Yappli UNITEを導入したきっかけ
Yappliを選んだ決め手は、先ほどお伝えした他大学のデジタル会員証もYappliで実現していたこともあり、その実績が大きな後押しとなりました。他候補との迷いもありませんでしたね。管理画面は基本的に1人で操作しているのですが、専門的なノウハウがなくてもノーコードで使いやすく、直感的に操作可能で非常に魅力的です。新しい担当者が入った場合でもスムーズに引き継げる点もいいですね。
リリースしたアプリでは校友会の活動内容や大学のニュースを会員の皆様によりタイムリーにお届けしています。プッシュ通知は月2~3回、例えばお正月の箱根駅伝の特別動画など大事なニュースや特にお知らせしたい情報を厳選して送るようにしています。もちろんアプリ検討のきっかけとなった「デジタル校友会員証」機能も搭載。大学内の図書館へ入館する際には、アプリの会員証画面を身分証として使っていただけます。

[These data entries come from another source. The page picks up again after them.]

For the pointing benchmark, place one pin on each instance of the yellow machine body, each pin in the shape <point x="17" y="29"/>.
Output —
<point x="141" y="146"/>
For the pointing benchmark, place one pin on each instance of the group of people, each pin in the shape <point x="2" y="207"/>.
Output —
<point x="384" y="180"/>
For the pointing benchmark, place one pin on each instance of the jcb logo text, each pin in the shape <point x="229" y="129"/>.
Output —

元々精力的に校友会の活動に参加して下さる方は50~70代の方が中心でしたが、アプリ利用者は20~40代の方も増えてきており、幅広い世代の卒業生に校友会の活動を知ってもらい新たなタッチポイントの創出につながっていると実感しています。
アプリの活用方法と効果
2024年7月リリースからの約半年でダウンロード数は当初の目標の2.5倍を達成。メールマガジンや会報誌で地道にアプリの告知をしているのですが、想像以上の反響に驚きました。

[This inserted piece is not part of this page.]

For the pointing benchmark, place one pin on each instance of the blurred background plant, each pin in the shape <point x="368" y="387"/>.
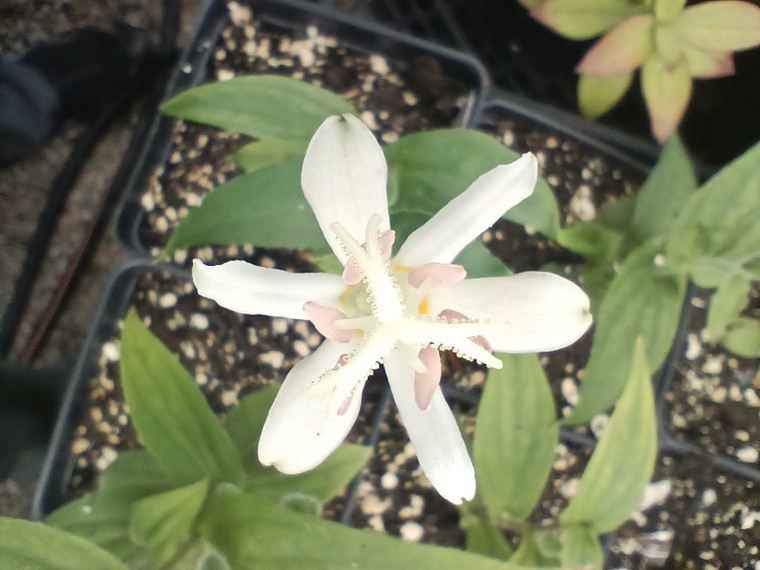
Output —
<point x="672" y="44"/>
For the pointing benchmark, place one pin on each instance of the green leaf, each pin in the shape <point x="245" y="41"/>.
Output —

これまでのアプリ施策として特に反響が大きかったのは卒業生限定のアプリキャンペーン企画。プッシュ通知からGoogleフォーム経由で応募、その中から抽選で校友会グッズをプレゼントする内容でしたが300人以上応募があり効果が大きく驚きました。アプリであれば必ず卒業生であるという確証が取れるので、卒業生限定の企画が打ちやすいツールだなと感じています。月2~3回の校友会活動内容や大学ニュースのプッシュ通知のほか、母校に足を運んでもらう機会を増やすため、校友会や大学が主催するイベント案内もプッシュ通知で配信。定期的に開封率を見るようにしています。これらの発信に関して、「中でもこの配信は反応が高いだろう」という見立てと実際の数値が異なることもあり、このギャップを一つひとつ埋めていくことで会員の皆様のニーズをより掴みたいですね。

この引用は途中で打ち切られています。